I have 30 employees. Right now two guys are from South Africa. Harvest season just ended. The Africans have to leave the country by tomorrow, Thanksgiving. Several Hispanics. Blacks. Whites. I treat everybody fair. I also grow soybeans and harvest pecan trees. I have a cotton gin. Everybody uses my gin.
I’m on the board of Anshe Chesed Temple in Vicksburg. My great-grandfather came over from Germany in 1886. No, I don’t live right on the farm. And no, my acreage is not one big square.
I should mention Rolling Fork isn’t too far from Yazoo City, where Stratton’s mother grew up. Stratton says he wants to take me on a tour of the Northeast. I’d lecture and he’d play clarinet. No thanks.
Stratton was just here for a family wedding. He brought his clarinet. He spent a lot of time hanging around with the wedding band, trying to convince them to let him play the hora. Didn’t happen.
Every town in the Mississippi Delta, back in the day, had at least 10 Jewish families.
I’ll stop here. I don’t do interviews. If you want to know more, visit the Museum of the Southern Jewish Experience in New Orleans. It’s new and I’m in it.

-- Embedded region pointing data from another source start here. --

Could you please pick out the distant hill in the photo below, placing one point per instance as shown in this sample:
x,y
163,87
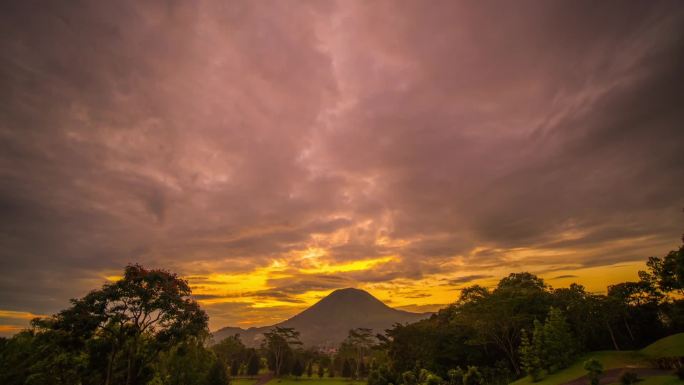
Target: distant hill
x,y
328,321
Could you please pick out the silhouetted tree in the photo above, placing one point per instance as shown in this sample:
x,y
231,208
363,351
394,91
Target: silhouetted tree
x,y
253,364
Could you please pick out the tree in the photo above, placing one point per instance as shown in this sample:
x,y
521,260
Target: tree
x,y
234,368
558,342
297,368
218,375
472,376
347,370
409,378
253,364
138,317
231,350
529,358
594,370
278,343
455,376
331,369
187,363
359,341
497,317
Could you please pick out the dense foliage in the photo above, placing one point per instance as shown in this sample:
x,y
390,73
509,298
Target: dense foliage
x,y
525,327
143,328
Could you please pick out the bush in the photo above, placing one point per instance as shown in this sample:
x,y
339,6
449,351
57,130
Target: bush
x,y
594,369
472,376
629,378
680,372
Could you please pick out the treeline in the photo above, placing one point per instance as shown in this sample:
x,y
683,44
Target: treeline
x,y
142,329
525,327
146,329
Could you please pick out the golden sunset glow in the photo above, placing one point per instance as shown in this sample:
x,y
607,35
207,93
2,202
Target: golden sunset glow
x,y
272,152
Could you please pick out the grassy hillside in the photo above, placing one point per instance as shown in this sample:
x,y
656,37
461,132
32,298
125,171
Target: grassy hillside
x,y
672,346
609,359
666,347
314,381
661,380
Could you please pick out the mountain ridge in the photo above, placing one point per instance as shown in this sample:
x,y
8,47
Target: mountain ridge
x,y
327,322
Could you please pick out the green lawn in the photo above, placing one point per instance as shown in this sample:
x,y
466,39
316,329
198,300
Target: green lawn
x,y
314,381
660,380
672,346
243,381
666,347
609,359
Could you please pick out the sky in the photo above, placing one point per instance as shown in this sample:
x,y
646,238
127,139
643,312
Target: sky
x,y
271,152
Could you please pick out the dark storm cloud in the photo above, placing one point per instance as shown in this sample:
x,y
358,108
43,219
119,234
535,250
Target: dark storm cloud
x,y
219,136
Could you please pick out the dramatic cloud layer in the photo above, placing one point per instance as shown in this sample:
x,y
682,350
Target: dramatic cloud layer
x,y
274,151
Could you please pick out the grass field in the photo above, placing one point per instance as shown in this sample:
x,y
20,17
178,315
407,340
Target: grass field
x,y
661,380
666,347
672,346
243,381
314,381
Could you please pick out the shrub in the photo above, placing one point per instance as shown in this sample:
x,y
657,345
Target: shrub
x,y
629,378
594,369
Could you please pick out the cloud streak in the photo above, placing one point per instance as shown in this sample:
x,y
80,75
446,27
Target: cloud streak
x,y
287,145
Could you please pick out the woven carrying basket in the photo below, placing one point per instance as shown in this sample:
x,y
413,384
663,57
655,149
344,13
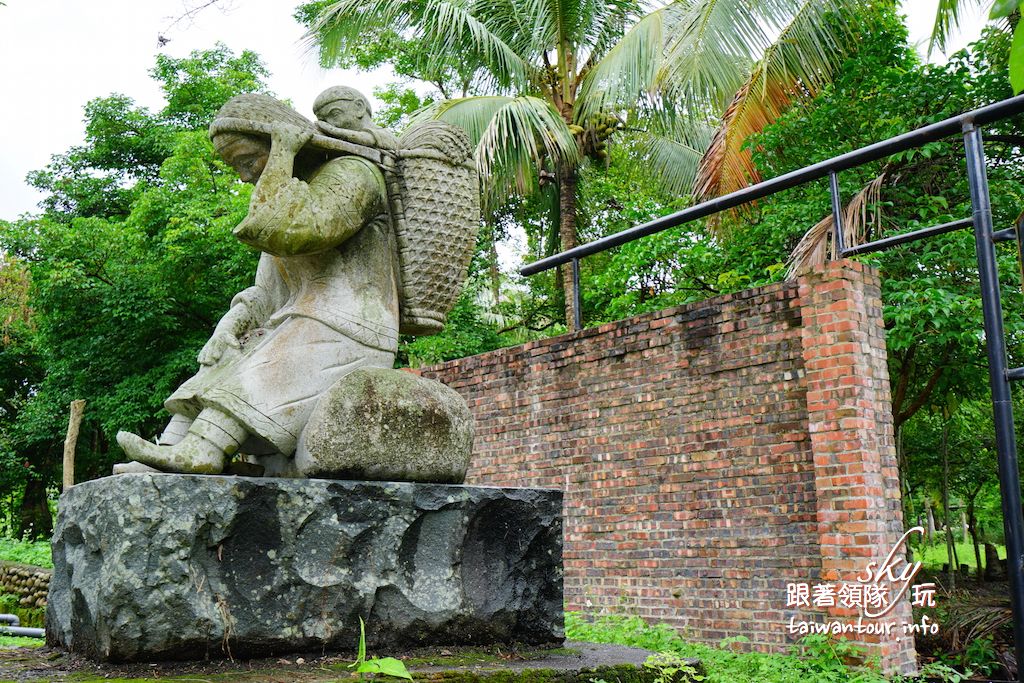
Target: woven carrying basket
x,y
436,211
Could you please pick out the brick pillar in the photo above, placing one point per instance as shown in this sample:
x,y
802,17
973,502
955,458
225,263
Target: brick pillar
x,y
859,513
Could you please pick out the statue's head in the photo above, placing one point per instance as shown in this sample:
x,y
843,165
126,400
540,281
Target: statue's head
x,y
231,131
343,107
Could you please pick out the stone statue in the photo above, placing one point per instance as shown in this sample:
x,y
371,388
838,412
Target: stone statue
x,y
356,232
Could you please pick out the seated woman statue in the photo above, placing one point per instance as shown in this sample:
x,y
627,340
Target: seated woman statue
x,y
325,301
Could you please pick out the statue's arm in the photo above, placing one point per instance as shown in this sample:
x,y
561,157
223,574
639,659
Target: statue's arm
x,y
289,216
250,308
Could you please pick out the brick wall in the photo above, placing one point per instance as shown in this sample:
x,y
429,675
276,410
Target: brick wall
x,y
711,454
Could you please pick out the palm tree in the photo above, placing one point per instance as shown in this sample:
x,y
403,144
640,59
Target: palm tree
x,y
1007,13
563,76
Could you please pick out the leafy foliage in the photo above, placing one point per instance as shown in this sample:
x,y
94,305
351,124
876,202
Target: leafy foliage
x,y
36,553
111,292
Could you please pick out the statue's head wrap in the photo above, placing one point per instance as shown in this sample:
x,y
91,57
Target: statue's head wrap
x,y
341,93
239,113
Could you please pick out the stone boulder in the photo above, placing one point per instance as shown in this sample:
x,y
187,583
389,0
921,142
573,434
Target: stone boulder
x,y
387,425
161,566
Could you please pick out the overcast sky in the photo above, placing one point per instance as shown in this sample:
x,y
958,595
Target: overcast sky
x,y
57,54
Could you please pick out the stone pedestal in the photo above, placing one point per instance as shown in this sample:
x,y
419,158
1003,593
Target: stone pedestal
x,y
159,566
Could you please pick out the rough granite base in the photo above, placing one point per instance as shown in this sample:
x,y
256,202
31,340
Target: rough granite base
x,y
166,566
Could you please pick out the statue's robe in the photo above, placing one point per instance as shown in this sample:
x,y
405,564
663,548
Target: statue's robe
x,y
325,303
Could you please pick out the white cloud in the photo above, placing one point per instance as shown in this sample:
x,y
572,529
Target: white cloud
x,y
57,55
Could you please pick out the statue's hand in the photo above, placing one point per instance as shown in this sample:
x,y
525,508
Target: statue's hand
x,y
220,344
287,136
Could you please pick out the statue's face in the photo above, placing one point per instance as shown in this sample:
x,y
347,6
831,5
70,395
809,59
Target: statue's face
x,y
245,154
349,114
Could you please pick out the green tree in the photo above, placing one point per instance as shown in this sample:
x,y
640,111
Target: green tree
x,y
562,78
1006,14
127,269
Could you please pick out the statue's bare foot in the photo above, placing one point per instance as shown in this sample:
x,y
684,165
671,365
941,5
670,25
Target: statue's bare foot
x,y
133,468
194,455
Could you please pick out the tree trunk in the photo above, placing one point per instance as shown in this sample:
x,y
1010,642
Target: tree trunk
x,y
931,519
972,524
947,522
496,275
567,233
35,517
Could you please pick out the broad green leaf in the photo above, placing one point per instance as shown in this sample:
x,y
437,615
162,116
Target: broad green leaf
x,y
385,666
1017,59
1003,8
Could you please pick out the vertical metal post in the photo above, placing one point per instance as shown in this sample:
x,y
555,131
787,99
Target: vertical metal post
x,y
1006,445
837,213
577,312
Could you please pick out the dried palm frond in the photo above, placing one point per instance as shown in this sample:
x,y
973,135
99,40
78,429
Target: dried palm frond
x,y
777,80
861,214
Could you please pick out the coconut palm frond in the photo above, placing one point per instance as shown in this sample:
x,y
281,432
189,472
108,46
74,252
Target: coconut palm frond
x,y
514,137
947,18
673,148
471,114
710,56
628,70
861,215
788,71
449,25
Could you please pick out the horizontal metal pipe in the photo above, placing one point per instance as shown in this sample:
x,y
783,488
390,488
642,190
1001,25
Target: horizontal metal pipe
x,y
22,631
908,140
887,243
1005,236
1015,374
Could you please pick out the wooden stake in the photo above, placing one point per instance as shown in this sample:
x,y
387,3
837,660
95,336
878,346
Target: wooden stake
x,y
77,409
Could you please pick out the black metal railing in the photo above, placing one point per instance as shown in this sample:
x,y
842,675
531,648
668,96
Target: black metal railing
x,y
968,125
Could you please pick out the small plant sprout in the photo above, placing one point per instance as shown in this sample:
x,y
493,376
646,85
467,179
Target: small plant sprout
x,y
383,666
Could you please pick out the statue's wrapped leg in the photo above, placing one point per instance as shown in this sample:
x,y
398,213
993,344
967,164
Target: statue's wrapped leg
x,y
204,450
175,429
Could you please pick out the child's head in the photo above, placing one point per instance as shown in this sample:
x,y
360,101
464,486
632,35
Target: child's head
x,y
343,108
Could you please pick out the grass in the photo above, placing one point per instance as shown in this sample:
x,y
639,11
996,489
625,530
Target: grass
x,y
17,641
26,552
815,658
934,555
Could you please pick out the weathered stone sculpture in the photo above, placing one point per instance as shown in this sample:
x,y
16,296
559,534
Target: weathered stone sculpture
x,y
363,237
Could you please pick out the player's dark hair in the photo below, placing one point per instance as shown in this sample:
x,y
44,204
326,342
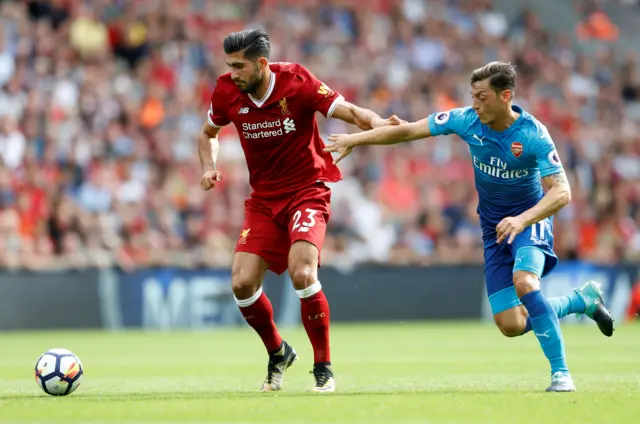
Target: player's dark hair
x,y
501,75
254,42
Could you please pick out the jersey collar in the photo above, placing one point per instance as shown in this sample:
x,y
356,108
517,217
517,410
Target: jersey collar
x,y
263,100
488,130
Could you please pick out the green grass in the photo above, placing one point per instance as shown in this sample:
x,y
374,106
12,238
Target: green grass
x,y
399,373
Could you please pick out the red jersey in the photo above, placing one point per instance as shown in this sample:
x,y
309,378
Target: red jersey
x,y
279,133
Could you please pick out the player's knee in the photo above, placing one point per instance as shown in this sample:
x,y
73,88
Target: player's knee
x,y
303,275
510,329
525,282
244,283
511,322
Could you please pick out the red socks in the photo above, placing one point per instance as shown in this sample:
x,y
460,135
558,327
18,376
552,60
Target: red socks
x,y
258,313
315,318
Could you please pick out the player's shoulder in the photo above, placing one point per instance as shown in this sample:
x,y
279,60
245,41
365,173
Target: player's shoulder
x,y
532,128
291,71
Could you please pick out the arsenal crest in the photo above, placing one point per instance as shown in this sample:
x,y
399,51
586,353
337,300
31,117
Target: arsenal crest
x,y
516,149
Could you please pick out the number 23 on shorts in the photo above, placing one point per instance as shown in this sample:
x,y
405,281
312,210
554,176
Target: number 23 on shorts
x,y
303,220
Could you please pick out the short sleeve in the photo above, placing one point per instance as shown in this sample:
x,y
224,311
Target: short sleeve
x,y
217,115
321,98
453,121
547,156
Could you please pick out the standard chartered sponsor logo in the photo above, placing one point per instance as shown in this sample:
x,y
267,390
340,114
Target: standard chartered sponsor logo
x,y
268,129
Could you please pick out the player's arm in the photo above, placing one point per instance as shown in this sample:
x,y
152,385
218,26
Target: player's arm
x,y
386,135
558,196
451,122
208,146
364,119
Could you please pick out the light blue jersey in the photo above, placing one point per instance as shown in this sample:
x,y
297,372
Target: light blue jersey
x,y
508,164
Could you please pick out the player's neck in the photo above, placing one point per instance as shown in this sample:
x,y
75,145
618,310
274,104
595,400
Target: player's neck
x,y
504,122
264,85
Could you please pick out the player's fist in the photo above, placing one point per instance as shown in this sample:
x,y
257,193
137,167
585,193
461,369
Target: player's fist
x,y
209,179
509,228
392,120
341,144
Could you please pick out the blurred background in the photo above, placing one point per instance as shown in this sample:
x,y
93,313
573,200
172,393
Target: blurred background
x,y
101,102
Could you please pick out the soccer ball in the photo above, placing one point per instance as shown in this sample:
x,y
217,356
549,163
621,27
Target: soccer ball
x,y
58,372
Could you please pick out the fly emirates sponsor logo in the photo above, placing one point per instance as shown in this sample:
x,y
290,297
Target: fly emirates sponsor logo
x,y
498,168
268,129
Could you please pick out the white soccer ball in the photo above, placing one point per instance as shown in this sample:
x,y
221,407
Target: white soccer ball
x,y
58,372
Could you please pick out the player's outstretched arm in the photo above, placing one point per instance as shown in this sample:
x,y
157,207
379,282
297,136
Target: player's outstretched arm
x,y
558,196
364,119
208,148
389,134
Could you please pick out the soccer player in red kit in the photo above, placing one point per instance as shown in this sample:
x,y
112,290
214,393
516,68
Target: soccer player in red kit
x,y
273,107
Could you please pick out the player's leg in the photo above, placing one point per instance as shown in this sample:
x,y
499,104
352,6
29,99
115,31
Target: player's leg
x,y
254,255
247,273
587,300
307,226
529,266
508,313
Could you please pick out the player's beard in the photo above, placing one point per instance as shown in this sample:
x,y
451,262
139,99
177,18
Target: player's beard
x,y
253,84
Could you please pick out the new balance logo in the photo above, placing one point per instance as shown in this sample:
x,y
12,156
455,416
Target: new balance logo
x,y
545,334
289,125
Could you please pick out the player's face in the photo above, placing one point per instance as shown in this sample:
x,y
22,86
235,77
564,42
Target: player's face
x,y
487,103
246,74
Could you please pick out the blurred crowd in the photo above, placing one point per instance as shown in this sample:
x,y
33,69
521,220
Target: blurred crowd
x,y
101,103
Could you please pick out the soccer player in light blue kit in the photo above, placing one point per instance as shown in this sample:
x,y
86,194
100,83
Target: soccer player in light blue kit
x,y
513,158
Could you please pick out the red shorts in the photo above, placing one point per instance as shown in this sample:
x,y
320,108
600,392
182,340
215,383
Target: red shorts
x,y
271,226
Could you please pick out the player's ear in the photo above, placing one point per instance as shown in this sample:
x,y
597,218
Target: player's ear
x,y
506,96
263,63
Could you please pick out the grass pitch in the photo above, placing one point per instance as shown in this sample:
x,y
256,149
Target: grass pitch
x,y
440,373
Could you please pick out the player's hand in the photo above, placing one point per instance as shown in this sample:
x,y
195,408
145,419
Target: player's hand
x,y
392,120
209,179
509,228
341,144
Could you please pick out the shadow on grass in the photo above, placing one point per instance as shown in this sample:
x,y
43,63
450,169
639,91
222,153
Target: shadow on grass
x,y
199,395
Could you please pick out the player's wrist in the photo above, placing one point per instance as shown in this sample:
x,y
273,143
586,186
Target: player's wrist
x,y
210,167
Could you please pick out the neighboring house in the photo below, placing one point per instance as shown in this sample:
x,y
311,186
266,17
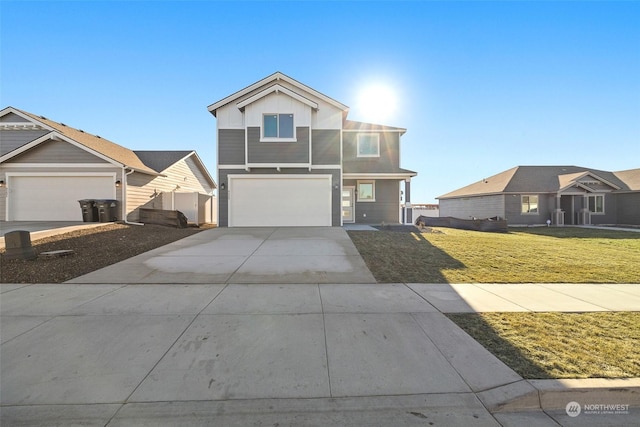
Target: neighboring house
x,y
288,156
564,195
46,167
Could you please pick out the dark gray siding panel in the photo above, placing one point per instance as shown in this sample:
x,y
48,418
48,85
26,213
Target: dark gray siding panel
x,y
223,195
389,154
278,152
56,152
12,139
231,146
385,209
325,147
628,206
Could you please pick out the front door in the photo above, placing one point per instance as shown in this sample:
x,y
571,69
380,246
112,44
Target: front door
x,y
348,208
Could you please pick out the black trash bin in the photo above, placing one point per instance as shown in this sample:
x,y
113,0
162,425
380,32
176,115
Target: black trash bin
x,y
89,210
107,210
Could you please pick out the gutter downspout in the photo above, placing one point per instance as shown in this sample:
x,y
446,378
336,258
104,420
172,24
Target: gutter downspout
x,y
124,197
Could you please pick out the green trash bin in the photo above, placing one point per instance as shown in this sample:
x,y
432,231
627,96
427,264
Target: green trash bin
x,y
89,210
107,210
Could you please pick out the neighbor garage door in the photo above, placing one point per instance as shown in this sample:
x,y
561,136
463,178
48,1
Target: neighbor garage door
x,y
268,200
55,198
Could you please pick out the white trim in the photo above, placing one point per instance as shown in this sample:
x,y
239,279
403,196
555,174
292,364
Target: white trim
x,y
24,116
368,134
274,77
58,165
326,167
277,165
393,175
352,188
20,126
277,89
242,167
373,190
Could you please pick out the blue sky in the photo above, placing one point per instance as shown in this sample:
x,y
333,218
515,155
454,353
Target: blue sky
x,y
480,86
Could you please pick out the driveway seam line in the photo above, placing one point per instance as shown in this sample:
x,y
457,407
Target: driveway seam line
x,y
250,255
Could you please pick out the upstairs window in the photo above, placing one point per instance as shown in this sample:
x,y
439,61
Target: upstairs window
x,y
368,145
279,126
529,204
596,204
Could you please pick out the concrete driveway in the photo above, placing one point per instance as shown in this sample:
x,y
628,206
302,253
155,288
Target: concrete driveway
x,y
245,255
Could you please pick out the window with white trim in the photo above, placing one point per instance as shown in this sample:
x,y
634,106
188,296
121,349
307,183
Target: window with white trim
x,y
366,191
596,204
368,145
529,205
277,126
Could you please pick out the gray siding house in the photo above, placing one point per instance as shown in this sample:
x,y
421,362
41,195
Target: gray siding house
x,y
288,156
46,167
564,195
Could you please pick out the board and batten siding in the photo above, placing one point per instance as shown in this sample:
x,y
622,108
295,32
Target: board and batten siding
x,y
278,152
12,139
470,207
231,147
325,147
57,152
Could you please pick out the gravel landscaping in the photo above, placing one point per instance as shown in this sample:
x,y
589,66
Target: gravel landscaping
x,y
93,249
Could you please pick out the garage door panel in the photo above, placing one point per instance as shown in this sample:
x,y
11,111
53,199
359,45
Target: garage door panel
x,y
268,201
55,198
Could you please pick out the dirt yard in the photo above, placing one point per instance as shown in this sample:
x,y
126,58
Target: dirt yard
x,y
93,249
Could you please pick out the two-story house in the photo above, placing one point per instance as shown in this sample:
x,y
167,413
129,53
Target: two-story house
x,y
288,156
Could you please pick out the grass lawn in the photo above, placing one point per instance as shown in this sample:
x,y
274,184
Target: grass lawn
x,y
526,255
560,345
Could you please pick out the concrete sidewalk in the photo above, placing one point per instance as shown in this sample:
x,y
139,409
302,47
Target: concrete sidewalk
x,y
287,354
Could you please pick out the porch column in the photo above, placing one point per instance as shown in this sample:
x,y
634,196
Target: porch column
x,y
408,210
585,215
558,215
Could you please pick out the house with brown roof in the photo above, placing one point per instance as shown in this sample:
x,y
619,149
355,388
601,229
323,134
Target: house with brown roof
x,y
564,195
46,167
288,156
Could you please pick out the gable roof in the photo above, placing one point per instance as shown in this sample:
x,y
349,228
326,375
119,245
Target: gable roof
x,y
95,143
539,179
160,161
265,84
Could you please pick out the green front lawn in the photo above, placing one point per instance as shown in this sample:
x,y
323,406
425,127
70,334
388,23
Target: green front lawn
x,y
560,345
526,255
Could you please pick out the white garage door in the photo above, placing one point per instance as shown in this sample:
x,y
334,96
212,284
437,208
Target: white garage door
x,y
279,201
55,198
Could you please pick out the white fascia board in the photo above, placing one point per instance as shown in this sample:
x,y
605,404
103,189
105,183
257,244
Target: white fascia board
x,y
277,89
57,165
59,137
378,175
274,77
24,116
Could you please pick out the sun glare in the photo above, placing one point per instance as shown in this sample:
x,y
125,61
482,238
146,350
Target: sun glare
x,y
377,103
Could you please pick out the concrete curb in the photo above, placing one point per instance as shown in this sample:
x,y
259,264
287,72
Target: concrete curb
x,y
555,394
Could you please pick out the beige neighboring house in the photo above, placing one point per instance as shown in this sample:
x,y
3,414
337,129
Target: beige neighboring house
x,y
46,167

[This post is based on a conversation I had with a farmer at a wedding in Little Rock this month. Eighty-seven percent true. And by the way, I did play some clarinet at the rehearsal dinner.]
3 comments
I will visit that museum. Hmmm, being a Jew in the south. I wonder what that’s like? I think I’m going to find out.
Got my menorah in wonderful shop on Louisburg Square in New Orleans with great selection of Judaica….
When them cotton balls get rotten according to John Fogerty you can]t pick very much cotton.